On May 9, 2017, the compute resources associated with the data-8 project at GCE were suspended. All hubs including datahub, stat28, and prob140 were not reachable. This happened because the grant that backed the project’s billing account ran out of funds. The project was moved to a different funding source and the resources gradually came back online.

Timeline#

2017-05-09 16:51#

A report in the Data 8 Spring 2017 Staff slack, #jupyter channel, says that datahub is down. This is confirmed. Attempting to access the provisioner via gcloud compute ssh provisioner-01 fails with:

ERROR: (gcloud.compute.ssh) Instance [provisioner-01] in zone [us-central1-a] has not been allocated an external IP address yet. Try rerunning this command later.

17:01#

The Google Cloud console shows that the billing account has run out of the grant that supported the data-8 project. The project account is moved to another billing account which has resources left.
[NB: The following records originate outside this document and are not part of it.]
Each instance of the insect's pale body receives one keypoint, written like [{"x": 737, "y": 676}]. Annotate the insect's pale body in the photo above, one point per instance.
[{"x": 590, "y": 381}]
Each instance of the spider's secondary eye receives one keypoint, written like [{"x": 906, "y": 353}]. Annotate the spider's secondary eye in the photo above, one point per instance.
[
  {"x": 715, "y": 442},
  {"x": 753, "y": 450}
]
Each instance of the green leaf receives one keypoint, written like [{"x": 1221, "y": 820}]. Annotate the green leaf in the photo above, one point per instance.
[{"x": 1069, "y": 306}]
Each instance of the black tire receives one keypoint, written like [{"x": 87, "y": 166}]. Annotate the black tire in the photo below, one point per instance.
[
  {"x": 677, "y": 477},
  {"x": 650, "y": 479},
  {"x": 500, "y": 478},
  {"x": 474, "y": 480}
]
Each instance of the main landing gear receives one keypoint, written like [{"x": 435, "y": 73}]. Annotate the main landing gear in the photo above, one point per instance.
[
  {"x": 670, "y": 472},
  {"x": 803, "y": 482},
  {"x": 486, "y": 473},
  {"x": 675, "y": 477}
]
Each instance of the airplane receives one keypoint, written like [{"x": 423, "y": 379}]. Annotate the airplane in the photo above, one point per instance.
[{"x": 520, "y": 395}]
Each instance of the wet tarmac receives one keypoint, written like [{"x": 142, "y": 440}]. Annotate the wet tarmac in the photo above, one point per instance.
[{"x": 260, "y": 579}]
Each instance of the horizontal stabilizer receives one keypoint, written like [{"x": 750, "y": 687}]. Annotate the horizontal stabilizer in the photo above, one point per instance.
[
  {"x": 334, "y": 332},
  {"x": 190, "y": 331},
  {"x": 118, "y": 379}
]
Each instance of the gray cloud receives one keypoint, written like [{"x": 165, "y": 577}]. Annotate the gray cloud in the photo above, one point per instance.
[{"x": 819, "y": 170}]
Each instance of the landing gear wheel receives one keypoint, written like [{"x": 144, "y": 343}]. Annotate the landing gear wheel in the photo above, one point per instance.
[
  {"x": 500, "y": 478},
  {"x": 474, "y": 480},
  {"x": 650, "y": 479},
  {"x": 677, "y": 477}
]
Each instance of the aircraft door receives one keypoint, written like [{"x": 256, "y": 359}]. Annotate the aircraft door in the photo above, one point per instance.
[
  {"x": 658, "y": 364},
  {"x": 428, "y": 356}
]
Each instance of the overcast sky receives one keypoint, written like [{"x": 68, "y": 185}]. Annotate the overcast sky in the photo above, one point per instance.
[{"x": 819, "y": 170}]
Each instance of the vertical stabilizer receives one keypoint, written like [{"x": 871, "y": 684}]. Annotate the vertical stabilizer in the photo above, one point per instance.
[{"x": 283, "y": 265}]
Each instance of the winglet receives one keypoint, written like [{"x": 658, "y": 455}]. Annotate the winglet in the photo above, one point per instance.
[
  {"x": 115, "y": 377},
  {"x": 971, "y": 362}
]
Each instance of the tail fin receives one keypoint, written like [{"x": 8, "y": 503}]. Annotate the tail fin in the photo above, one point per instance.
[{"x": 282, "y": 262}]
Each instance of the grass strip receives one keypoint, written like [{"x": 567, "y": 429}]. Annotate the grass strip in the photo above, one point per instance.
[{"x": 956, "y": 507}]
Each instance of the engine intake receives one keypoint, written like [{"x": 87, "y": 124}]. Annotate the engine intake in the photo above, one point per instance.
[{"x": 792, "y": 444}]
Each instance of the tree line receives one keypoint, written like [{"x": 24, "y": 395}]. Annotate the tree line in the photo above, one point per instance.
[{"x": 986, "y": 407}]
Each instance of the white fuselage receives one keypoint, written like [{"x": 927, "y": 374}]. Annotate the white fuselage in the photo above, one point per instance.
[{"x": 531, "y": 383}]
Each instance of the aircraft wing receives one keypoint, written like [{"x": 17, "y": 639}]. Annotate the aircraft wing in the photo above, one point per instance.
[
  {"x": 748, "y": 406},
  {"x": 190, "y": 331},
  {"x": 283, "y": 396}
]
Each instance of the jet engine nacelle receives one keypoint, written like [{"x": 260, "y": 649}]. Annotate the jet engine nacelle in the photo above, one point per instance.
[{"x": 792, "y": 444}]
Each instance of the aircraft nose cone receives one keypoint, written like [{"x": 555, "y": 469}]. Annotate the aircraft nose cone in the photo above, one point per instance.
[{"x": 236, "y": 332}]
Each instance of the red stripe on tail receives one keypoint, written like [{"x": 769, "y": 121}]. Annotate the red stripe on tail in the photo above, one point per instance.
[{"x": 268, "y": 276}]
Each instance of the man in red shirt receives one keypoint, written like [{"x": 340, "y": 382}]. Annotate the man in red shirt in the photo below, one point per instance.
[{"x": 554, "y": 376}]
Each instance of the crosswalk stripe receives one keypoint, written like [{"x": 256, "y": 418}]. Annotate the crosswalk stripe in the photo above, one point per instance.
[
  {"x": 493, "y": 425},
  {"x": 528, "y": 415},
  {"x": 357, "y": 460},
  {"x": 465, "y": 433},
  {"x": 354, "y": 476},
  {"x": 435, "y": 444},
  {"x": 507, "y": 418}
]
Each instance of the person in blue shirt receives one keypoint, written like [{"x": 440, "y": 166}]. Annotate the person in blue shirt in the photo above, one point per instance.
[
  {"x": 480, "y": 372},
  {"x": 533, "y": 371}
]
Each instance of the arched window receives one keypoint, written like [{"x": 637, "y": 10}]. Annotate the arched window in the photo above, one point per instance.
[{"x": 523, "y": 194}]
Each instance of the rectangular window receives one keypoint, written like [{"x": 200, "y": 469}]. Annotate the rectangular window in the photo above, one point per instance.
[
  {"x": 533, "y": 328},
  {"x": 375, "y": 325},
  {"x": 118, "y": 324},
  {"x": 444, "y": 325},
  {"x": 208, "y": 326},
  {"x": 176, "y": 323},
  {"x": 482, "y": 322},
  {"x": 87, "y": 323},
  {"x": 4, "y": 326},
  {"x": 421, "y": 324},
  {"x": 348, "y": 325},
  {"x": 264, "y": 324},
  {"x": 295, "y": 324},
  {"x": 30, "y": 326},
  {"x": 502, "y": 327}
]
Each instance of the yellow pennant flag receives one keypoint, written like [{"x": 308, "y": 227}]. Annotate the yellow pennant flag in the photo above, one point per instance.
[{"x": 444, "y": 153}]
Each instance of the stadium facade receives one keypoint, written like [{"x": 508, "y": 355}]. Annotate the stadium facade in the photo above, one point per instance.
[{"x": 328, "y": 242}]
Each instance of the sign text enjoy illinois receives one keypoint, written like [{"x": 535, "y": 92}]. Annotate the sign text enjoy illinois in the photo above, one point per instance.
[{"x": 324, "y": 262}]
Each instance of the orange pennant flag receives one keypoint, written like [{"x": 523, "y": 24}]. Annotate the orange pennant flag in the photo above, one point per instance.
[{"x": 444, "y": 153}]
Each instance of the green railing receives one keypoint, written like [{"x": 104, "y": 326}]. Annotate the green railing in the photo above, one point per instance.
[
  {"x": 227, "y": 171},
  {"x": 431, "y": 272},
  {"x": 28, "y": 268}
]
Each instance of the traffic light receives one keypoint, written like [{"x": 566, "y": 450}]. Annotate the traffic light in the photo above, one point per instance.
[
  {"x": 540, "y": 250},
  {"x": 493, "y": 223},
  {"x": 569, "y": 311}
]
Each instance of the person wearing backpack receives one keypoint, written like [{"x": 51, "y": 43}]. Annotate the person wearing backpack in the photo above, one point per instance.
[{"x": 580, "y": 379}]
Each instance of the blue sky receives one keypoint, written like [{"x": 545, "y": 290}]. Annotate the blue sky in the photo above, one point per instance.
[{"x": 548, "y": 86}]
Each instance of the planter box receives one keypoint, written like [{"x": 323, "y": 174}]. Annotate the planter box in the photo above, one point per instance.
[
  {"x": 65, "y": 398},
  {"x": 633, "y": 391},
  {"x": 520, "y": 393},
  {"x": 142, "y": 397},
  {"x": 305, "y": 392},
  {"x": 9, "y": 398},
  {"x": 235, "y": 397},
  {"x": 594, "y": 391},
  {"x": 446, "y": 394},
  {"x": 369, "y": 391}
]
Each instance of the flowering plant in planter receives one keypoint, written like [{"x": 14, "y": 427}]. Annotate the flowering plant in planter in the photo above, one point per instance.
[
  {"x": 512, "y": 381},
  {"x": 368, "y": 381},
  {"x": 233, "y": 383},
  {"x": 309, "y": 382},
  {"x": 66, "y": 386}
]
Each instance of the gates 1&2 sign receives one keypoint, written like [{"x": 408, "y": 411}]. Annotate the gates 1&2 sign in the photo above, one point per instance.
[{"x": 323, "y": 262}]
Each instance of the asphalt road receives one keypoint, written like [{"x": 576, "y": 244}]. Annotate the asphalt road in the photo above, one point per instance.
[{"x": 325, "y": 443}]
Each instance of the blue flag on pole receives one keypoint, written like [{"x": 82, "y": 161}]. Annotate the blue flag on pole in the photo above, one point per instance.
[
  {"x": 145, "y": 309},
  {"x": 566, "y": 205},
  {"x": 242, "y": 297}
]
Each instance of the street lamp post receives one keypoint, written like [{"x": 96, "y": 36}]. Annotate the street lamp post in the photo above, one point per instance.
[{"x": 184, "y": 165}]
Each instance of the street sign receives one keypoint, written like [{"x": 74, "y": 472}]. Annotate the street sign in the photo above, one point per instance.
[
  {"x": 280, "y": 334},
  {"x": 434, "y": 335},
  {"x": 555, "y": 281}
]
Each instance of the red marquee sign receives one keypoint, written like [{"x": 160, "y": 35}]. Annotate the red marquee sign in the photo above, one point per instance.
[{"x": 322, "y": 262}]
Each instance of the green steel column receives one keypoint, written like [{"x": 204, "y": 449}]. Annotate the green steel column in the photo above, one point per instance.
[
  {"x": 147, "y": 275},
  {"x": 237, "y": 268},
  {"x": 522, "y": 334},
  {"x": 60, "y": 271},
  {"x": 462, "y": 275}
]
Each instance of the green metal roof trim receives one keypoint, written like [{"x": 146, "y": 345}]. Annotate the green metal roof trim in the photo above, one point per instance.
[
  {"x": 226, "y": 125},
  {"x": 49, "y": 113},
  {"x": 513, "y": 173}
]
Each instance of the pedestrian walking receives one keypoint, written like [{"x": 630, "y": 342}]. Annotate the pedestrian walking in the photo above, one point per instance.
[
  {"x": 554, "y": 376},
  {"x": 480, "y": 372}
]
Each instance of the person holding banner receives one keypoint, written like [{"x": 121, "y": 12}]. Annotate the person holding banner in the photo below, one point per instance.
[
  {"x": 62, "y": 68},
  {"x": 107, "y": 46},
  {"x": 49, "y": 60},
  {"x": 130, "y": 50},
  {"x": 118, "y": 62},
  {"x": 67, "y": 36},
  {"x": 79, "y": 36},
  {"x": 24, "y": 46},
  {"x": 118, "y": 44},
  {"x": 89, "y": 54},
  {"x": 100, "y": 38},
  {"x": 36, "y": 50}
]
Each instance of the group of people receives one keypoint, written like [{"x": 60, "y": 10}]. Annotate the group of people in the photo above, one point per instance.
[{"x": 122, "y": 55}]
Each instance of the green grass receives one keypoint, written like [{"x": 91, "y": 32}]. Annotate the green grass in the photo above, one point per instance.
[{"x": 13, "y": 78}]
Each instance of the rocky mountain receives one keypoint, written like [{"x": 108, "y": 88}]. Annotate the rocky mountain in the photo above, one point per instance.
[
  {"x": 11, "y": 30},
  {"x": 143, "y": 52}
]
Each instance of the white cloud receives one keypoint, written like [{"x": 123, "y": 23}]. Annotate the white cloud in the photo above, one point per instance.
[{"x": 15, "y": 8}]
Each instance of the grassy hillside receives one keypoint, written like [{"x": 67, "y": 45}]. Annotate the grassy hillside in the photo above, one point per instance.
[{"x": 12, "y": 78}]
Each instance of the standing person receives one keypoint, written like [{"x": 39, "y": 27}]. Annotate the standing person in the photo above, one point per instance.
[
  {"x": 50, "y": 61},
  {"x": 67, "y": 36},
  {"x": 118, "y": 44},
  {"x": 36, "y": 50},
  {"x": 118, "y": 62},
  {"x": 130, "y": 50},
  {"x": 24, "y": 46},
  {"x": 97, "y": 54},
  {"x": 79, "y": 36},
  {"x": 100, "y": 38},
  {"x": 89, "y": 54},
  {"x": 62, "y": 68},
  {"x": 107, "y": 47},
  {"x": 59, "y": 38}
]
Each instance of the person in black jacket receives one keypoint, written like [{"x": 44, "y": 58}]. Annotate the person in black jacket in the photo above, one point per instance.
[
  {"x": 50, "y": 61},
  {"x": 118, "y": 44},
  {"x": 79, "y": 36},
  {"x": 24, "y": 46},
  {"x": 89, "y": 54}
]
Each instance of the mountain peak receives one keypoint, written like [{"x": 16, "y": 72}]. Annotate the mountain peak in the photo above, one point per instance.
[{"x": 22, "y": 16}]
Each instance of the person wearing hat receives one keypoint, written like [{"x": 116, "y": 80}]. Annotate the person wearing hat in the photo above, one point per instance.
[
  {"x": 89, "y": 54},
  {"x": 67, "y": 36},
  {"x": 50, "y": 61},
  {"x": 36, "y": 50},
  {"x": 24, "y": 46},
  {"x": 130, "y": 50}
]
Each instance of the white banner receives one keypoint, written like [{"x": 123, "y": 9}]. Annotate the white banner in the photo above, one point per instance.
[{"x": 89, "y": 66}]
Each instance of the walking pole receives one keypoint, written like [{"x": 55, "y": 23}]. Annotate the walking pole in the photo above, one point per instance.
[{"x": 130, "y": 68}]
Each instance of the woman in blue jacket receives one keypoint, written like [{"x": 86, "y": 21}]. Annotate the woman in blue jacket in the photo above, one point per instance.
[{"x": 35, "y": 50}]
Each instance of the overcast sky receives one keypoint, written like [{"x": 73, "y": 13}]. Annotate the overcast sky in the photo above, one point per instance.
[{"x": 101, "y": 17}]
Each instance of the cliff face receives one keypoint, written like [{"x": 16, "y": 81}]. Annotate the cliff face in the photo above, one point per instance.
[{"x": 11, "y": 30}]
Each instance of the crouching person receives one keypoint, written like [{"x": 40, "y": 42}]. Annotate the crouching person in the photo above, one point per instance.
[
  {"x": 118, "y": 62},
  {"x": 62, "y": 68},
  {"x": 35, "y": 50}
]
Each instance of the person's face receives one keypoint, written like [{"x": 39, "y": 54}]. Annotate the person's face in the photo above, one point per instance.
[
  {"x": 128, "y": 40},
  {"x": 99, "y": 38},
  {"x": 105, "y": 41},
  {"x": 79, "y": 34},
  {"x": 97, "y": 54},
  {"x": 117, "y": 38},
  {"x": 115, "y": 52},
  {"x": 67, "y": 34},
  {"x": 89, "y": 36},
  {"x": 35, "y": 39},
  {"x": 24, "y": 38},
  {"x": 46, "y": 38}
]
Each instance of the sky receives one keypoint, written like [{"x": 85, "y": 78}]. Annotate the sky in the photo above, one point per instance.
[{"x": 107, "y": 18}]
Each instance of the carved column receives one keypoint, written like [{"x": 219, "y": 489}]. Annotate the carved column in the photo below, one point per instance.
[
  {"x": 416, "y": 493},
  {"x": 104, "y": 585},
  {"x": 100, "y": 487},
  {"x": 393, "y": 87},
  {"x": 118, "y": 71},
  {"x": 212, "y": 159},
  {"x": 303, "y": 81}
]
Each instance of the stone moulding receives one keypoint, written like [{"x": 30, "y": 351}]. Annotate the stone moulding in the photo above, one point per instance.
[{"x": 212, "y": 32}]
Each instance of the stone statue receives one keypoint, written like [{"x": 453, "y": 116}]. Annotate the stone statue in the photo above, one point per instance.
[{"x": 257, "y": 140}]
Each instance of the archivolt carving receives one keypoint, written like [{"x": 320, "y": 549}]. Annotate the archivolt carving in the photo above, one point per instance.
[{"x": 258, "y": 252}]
The billing state is confirmed by gcloud messages:

Google Compute Engine: Project data-8 cannot accept requests to setMetadata while in an inactive billing state.  Billing state may take several minutes to update.

17:09#

provisioner-01 is manually started. All pods in the datahub namespace are deleted.

17:15#

datahub is back online. stat28 and prob140 hub pods are manually killed. After a few moments the hubs are back online. The autoscaler is started.

17:19#

The slack duplicator is started.

2017-05-10 10:48#

A report in uc-jupyter #jupyterhub says that try.datahub is down. This is confirmed and the hub in the tmp namespace is killed. The hub comes online a couple of minutes later.

Conclusion#

There was insufficient monitoring of the billing status.

Action items#

Process#

  1. Identify channels for billing alerts.

  2. Identify billing threshold functions that predict when funds will run out.

  3. Establish off-cloud backups. The plan is to do this via nbgdrive.

  4. Start autoscaler automatically. It is manually started at the moment.

Monitoring#

  1. Setup scheduled billing reports and threshold alarms.

  2. Setup hub monitoring!

  3. The slack duplicator runs in one of the GCP clusters. When the clusters go down, slack messages aren’t forwarded from the data8-sp17-staff slack to uc-jupyter.